The company’s products are featured online and in more than 100 Bay Area stores, Gage said.

Engage Organics touts not only the health benefits but also the flavor of its nine blends — soon to be 11 varieties.

“It makes things taste so good,” said Gage, “and you don’t have to know how to season things.”

Along with Gage, the family business includes her husband, Jon Gage, son Jason Sherwood and nephew Jeremy Fitzpatrick.

Gage was a single mother named Pat Sherwood in 1980 when she teamed up with Elizabeth Bertani to start Parsley Patch. The two women, both Sonoma State University students, took out student loans in order to launch the business.

Their products drew considerable interest when they debuted at a 1981 food trade show.

A September 2012 Vegetarian Times story noted that the young company then was selling its products in 25 states. The blends were showing up in such diverse places as the Neiman-Marcus Spring Catalogue and the Pritikin Longevity Center in Santa Monica.

In 1984, Bertani sold her stake in the company to Jon Gage, an owner in a specialty foods brokerage that was marketing Parsley Patch. Pat Sherwood and Jon Gage married that same year.

In 1987, the Gages sold their business to McCormick, today a 125-year-old company with more than 10,000 employees. The couple went on to found other companies, including an athletic club and spa in Park City, Utah, and a soy beverage business targeting women.

“This is my fifth startup,” Gage said.

She and her husband decided to revive their spice recipes after watching the demise of all their original blends, especially Garlicsaltless, which she said she continued to depend on for her own cooking.
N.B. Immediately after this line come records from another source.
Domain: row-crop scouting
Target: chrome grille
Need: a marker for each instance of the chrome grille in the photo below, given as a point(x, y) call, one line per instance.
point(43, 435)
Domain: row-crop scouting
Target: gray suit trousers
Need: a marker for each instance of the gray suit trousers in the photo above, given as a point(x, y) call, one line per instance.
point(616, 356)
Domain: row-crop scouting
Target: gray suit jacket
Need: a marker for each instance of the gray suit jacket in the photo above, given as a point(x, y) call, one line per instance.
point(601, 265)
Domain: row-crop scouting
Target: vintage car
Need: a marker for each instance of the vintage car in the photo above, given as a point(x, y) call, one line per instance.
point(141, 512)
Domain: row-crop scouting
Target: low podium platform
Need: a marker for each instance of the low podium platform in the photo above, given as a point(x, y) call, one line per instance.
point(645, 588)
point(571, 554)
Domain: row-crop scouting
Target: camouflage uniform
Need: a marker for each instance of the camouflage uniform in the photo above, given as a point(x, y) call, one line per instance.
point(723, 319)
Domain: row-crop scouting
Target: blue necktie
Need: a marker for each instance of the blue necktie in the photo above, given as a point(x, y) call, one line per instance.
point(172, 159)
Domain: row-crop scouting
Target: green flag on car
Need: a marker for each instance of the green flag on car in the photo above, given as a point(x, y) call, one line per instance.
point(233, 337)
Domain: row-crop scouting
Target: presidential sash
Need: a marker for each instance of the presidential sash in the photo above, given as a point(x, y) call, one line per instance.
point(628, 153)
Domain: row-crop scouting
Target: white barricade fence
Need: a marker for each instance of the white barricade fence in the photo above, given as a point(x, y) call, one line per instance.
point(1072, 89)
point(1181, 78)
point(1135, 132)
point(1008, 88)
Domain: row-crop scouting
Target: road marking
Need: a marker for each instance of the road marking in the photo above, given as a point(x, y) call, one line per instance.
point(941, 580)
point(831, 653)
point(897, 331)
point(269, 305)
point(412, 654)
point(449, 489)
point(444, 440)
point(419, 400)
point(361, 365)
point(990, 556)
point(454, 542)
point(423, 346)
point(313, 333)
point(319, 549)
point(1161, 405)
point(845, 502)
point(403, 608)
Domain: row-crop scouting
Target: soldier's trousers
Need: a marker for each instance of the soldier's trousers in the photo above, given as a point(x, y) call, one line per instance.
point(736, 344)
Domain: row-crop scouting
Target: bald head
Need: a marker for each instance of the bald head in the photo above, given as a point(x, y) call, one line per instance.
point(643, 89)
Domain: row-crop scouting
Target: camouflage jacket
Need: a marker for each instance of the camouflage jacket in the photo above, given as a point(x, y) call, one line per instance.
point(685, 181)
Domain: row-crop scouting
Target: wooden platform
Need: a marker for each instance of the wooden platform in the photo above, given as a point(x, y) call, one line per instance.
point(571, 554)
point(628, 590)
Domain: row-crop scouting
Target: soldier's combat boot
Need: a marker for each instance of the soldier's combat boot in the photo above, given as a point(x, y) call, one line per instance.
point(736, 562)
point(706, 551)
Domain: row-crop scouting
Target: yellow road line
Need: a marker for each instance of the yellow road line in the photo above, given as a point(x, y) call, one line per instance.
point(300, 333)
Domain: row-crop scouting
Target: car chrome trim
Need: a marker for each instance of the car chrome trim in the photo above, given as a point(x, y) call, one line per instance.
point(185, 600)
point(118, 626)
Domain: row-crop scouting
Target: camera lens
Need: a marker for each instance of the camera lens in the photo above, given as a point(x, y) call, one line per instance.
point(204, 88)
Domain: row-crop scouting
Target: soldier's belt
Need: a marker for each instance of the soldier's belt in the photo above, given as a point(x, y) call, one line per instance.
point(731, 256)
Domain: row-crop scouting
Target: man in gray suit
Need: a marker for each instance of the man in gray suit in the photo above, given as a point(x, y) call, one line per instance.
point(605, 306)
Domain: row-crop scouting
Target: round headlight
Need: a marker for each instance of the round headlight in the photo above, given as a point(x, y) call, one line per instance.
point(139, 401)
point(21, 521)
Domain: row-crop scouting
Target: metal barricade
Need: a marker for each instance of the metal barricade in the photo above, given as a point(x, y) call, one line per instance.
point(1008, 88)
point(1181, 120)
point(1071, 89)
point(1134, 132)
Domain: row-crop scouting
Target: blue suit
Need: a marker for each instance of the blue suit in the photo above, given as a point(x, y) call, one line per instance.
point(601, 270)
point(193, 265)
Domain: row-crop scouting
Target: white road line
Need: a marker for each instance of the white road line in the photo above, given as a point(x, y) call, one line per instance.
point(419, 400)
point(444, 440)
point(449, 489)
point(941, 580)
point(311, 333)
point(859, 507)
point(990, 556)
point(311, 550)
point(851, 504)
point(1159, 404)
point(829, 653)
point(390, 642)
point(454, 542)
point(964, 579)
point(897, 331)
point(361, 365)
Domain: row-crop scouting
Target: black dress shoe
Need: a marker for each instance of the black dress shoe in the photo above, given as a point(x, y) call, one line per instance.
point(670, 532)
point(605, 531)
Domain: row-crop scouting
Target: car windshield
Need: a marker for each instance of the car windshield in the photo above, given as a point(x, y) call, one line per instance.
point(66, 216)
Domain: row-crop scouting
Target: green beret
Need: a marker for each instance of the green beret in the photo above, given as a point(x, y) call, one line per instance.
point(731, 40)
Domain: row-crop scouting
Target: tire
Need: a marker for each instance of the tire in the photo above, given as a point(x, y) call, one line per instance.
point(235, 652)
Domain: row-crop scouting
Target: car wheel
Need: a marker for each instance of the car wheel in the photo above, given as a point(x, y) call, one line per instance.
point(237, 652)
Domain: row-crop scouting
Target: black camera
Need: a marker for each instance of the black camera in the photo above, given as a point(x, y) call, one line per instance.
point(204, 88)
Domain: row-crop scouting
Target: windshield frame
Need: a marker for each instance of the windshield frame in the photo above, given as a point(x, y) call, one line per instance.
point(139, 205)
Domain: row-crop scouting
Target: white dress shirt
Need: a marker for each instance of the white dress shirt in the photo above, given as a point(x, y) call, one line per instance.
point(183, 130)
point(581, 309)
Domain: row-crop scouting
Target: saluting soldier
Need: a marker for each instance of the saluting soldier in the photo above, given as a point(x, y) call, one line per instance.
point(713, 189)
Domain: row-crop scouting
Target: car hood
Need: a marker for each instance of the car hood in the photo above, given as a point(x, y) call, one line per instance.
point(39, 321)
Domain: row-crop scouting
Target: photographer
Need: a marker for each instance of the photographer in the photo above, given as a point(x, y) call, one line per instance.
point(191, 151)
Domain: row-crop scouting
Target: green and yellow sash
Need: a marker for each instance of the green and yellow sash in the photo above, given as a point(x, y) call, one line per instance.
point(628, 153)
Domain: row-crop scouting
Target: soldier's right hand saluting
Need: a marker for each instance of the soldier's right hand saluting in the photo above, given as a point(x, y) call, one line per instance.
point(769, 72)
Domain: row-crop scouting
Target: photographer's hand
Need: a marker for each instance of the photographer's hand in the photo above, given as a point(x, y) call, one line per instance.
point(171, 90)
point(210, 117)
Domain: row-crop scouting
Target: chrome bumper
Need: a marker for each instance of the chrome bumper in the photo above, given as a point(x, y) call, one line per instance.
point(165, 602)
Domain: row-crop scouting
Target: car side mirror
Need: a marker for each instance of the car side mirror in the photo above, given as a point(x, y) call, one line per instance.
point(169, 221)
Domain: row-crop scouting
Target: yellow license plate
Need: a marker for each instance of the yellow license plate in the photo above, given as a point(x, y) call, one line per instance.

Her inability to purchase it caused her to “get the message” about the need to revive their blends.

The family began Engage Organics in early 2012.
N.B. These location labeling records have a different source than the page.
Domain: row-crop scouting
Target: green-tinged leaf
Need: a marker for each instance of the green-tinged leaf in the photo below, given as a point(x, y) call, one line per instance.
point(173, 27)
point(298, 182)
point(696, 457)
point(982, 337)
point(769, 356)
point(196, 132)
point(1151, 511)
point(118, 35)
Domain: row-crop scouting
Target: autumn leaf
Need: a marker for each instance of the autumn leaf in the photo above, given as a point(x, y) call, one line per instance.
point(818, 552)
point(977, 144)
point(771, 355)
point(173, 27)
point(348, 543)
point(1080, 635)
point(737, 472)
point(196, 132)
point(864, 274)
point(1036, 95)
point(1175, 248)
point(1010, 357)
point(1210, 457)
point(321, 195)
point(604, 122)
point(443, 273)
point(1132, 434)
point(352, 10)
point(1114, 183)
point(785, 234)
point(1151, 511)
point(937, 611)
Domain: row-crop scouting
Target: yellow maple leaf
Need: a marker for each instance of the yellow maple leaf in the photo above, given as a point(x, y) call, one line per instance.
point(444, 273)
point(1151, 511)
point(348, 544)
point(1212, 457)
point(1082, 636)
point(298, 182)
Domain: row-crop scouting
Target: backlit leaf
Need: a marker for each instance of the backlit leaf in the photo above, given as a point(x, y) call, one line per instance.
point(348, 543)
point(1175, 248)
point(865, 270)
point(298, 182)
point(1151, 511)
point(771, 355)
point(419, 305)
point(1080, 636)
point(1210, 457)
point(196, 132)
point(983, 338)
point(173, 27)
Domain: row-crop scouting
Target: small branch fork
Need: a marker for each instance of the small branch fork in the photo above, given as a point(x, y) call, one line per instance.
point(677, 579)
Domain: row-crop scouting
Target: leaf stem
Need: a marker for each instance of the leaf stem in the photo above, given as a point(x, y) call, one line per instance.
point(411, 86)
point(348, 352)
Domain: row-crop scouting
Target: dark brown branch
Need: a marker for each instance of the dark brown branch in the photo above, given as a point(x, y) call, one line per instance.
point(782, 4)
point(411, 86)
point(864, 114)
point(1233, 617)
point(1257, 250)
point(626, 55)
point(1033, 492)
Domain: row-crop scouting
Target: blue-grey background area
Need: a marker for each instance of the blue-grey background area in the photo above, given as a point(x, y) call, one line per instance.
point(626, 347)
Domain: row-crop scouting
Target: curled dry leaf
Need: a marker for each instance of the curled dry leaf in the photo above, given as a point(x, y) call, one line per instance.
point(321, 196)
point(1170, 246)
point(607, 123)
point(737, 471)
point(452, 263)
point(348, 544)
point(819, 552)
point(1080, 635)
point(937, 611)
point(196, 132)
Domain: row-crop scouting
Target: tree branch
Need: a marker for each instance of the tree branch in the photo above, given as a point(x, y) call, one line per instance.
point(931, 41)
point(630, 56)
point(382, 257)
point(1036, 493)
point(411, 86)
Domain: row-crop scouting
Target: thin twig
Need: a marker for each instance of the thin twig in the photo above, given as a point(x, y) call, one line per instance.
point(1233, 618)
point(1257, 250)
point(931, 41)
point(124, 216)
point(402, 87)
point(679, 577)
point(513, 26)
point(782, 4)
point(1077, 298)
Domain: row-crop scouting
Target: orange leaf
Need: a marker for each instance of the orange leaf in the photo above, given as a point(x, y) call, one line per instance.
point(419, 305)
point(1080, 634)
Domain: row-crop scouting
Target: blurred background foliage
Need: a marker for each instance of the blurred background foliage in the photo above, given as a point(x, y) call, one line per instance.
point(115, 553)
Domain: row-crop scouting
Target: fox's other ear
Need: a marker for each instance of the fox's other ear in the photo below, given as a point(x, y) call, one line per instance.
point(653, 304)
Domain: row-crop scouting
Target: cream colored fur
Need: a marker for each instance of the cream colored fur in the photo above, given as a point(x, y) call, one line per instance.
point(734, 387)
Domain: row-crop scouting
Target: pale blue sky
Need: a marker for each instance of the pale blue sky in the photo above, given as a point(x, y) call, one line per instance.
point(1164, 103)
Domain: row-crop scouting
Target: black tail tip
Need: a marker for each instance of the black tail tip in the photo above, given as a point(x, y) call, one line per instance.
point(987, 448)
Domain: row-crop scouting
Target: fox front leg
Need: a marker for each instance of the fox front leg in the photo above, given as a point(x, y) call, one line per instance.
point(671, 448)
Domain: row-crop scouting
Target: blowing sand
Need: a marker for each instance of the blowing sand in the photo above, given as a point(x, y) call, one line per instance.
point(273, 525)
While the business is based in Kelseyville, it manufactures its spice blends at an organic farm near Potter Valley in Mendocino County and ships product from a warehouse in Santa Rosa.
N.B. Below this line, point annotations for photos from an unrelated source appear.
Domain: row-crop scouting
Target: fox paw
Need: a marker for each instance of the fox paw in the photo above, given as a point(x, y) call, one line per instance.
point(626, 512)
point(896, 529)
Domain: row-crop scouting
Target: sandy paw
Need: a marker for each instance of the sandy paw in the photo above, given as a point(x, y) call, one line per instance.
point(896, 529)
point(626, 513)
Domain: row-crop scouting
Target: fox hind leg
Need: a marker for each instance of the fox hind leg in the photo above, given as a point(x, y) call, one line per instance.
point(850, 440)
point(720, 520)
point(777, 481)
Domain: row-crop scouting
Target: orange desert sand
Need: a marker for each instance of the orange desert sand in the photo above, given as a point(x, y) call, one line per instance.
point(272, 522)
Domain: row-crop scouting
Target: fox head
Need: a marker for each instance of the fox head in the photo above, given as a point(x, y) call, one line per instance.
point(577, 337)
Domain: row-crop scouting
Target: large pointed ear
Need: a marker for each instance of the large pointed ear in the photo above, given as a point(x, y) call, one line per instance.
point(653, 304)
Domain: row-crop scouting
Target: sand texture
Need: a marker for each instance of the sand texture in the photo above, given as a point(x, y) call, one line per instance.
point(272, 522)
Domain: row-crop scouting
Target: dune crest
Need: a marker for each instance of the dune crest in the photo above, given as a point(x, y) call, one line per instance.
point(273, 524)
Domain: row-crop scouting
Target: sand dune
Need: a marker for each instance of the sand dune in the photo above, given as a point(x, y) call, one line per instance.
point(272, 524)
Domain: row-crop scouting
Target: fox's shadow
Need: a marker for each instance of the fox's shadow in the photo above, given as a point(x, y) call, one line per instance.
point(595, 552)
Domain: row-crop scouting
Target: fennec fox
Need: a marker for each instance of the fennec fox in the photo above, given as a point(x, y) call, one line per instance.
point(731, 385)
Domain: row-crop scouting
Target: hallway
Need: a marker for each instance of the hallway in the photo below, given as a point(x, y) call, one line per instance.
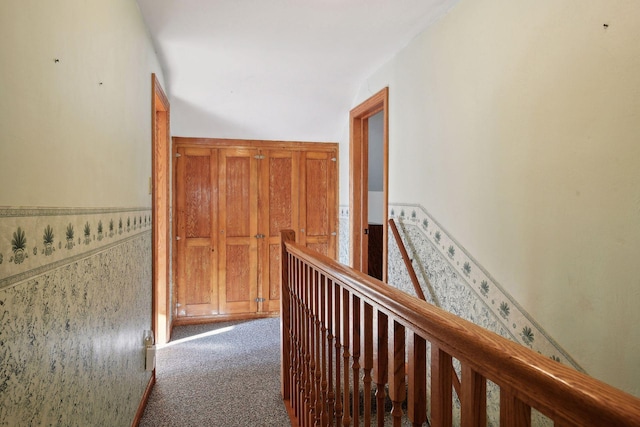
point(223, 374)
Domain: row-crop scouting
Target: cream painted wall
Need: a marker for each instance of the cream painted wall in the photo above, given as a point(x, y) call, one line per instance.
point(67, 139)
point(517, 125)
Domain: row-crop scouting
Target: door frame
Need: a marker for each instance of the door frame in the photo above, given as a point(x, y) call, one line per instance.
point(358, 179)
point(159, 189)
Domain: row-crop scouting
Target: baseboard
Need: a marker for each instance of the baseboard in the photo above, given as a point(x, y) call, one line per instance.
point(144, 400)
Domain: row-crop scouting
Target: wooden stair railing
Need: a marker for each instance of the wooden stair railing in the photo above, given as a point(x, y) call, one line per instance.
point(418, 288)
point(345, 334)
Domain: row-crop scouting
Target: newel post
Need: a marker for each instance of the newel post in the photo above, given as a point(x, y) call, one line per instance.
point(285, 315)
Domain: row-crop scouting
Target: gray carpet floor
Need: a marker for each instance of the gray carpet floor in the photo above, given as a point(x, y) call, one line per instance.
point(223, 374)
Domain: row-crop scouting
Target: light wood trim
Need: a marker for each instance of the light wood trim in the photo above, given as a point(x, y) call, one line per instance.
point(526, 379)
point(255, 143)
point(358, 195)
point(160, 195)
point(144, 400)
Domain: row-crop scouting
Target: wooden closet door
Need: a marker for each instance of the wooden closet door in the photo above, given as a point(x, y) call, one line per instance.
point(238, 231)
point(318, 208)
point(196, 205)
point(278, 207)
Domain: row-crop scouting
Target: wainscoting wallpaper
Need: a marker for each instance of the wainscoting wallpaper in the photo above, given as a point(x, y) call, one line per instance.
point(75, 300)
point(451, 279)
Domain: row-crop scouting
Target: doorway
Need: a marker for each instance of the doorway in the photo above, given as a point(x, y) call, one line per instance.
point(369, 148)
point(159, 189)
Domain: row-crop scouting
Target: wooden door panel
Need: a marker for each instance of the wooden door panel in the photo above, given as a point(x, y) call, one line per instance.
point(318, 209)
point(278, 211)
point(238, 258)
point(196, 270)
point(231, 205)
point(198, 191)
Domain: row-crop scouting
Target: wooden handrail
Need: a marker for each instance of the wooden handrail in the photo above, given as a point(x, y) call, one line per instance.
point(418, 288)
point(335, 320)
point(407, 261)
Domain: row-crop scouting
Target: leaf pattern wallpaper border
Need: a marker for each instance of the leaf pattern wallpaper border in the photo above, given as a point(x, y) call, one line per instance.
point(462, 286)
point(35, 240)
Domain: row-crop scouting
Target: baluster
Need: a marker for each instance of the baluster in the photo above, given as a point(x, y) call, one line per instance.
point(473, 398)
point(513, 411)
point(301, 342)
point(322, 336)
point(381, 362)
point(295, 340)
point(367, 323)
point(316, 345)
point(397, 391)
point(308, 394)
point(337, 312)
point(311, 275)
point(330, 348)
point(441, 387)
point(285, 319)
point(355, 355)
point(346, 415)
point(417, 408)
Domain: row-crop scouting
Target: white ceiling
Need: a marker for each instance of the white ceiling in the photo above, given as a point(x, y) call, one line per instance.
point(276, 69)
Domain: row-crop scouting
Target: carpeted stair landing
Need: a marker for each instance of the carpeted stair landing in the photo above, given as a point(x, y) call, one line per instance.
point(222, 374)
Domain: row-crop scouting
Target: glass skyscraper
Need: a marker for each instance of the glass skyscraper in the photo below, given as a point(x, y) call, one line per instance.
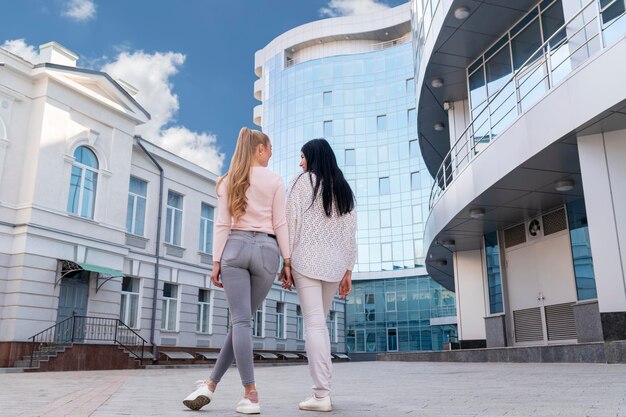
point(357, 91)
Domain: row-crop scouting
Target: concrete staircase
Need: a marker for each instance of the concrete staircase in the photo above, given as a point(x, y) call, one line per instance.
point(41, 355)
point(73, 357)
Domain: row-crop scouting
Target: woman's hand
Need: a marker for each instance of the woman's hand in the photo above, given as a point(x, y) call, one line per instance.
point(215, 275)
point(286, 278)
point(345, 286)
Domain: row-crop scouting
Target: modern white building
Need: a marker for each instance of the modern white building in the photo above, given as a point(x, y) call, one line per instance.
point(521, 120)
point(91, 217)
point(350, 80)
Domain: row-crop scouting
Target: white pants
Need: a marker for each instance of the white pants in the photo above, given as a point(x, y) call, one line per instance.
point(316, 297)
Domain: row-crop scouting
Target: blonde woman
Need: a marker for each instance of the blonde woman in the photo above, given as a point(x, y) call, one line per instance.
point(322, 241)
point(250, 235)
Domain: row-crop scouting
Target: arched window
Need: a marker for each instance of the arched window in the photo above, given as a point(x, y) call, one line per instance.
point(83, 183)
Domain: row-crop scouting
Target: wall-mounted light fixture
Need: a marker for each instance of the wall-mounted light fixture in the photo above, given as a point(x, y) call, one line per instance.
point(436, 83)
point(448, 243)
point(564, 185)
point(477, 213)
point(461, 13)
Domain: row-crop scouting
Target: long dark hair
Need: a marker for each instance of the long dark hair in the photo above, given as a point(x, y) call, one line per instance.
point(321, 161)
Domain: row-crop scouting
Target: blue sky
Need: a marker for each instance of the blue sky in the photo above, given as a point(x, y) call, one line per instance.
point(192, 60)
The family is able to use the original recipes, which can’t be trademarked, Gage said.

What’s different today is that the company can use certified organic ingredients, as well as those that are gluten free and certified free of genetically modified organisms. Those qualities make Engage Organics different and more appealing to certain consumers, especially millennials.

“They’re very food savvy,” Gage said. “I salute them for wanting to know what’s in their food.”

Before the sale, Parsley Patch had a 33 percent market share of natural, sodium-free spice blends in the U.S., Gage said. That’s her family’s goal with Engage Organics.

To reach that goal, the owners want to expand into more natural food stores in the western U.S.

In Sonoma County, the spice blends can be found at Oliver’s Markets, Sonoma Market, Big John’s Market, Molsberry Market, Pacific Market, Fiesta Market and Raley’s supermarkets.

At Oliver’s Market on Montecito Boulevard, store manager Frank Camilleri said Engage Organics has done in-store demonstrations “and customers just love it.”

Taste is often lacking with salt-free spice blends, Camilleri said, “where this really enhances the product you put it on.”